EU Del: exploring the onset of pulsation-driven winds in giant stars

TL;DR

This study investigates the wind-driving mechanism in giant stars, focusing on EU Del, and suggests pulsations may significantly influence mass loss, challenging the idea that dust radiation pressure alone drives stellar winds.

Contribution

It provides new observational data on EU Del's wind properties and proposes pulsations as a key factor in wind acceleration, contrasting with traditional dust-driven models.

Findings

EU Del has a wind velocity of 9.51 km/s.

Mass-loss rate is a few times 10^{-8} solar masses per year.

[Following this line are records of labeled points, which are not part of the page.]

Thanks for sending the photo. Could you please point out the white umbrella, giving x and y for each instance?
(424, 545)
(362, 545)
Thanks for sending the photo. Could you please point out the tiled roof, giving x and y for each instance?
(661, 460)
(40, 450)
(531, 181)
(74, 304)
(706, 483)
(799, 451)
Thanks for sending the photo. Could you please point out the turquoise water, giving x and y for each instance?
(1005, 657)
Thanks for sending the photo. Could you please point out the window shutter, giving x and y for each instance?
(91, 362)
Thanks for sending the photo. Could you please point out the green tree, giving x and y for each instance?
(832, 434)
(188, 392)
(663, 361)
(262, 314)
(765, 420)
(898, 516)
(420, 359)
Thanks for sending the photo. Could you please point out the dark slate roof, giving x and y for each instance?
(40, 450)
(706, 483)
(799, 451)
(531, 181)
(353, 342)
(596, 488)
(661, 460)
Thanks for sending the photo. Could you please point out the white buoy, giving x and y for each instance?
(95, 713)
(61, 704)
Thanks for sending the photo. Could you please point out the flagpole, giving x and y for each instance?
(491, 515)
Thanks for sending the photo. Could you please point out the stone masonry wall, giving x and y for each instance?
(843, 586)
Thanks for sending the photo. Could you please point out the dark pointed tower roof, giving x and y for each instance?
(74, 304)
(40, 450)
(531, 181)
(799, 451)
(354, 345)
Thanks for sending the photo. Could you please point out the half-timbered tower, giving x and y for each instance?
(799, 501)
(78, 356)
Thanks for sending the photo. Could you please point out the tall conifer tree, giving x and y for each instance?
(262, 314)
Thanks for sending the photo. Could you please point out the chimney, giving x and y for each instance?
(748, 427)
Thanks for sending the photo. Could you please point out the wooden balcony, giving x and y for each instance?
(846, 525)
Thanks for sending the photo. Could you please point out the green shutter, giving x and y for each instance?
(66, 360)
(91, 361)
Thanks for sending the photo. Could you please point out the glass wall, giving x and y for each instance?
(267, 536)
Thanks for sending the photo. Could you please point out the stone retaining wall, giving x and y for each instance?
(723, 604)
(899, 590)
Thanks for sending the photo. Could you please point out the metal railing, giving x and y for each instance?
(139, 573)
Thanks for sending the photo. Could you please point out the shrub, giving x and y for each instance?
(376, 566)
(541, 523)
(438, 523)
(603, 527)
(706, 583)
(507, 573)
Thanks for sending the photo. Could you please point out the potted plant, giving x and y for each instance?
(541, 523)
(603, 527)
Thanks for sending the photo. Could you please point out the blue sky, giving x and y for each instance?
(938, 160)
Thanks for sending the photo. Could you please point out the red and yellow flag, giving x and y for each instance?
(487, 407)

Pulsations may significantly contribute to wind driving.

Abstract

We explore the wind-driving mechanism of giant stars through the nearby (117 pc), intermediate-luminosity ($L \approx 1600$ L$_\odot$) star EU Del (HIP 101810, HD 196610). APEX observations of the CO (3--2) and (2--1) transitions are used to derive a wind velocity of 9.51 $\pm$ 0.02 km s$^{-1}$, a $^{12}$C/$^{13}$C ratio of 14 $^{+9}_{-4}$, and a mass-loss rate of a few $\times$ 10$^{-8}$ M$_\odot$ yr$^{-1}$. From published spectra, we estimate that the star has a metallicity of [Fe/H] = --0.27 $\pm$ $\sim$0.30 dex. The star's dusty envelope lacks a clear 10-$\mu$m silicate feature, despite the star's oxygen-rich nature. Radiative transfer modelling cannot fit a wind acceleration model which relies solely on radiation pressure on condensing dust. We compare our results to VY Leo (HIP 53449), a star with similar temperature and luminosity, but different pulsation properties. We suggest the much stronger mass loss from EU Del may be driven by long-period stellar pulsations, due to its potentially lower mass. We explore the implications for the mass-loss rate and wind velocities of other stars.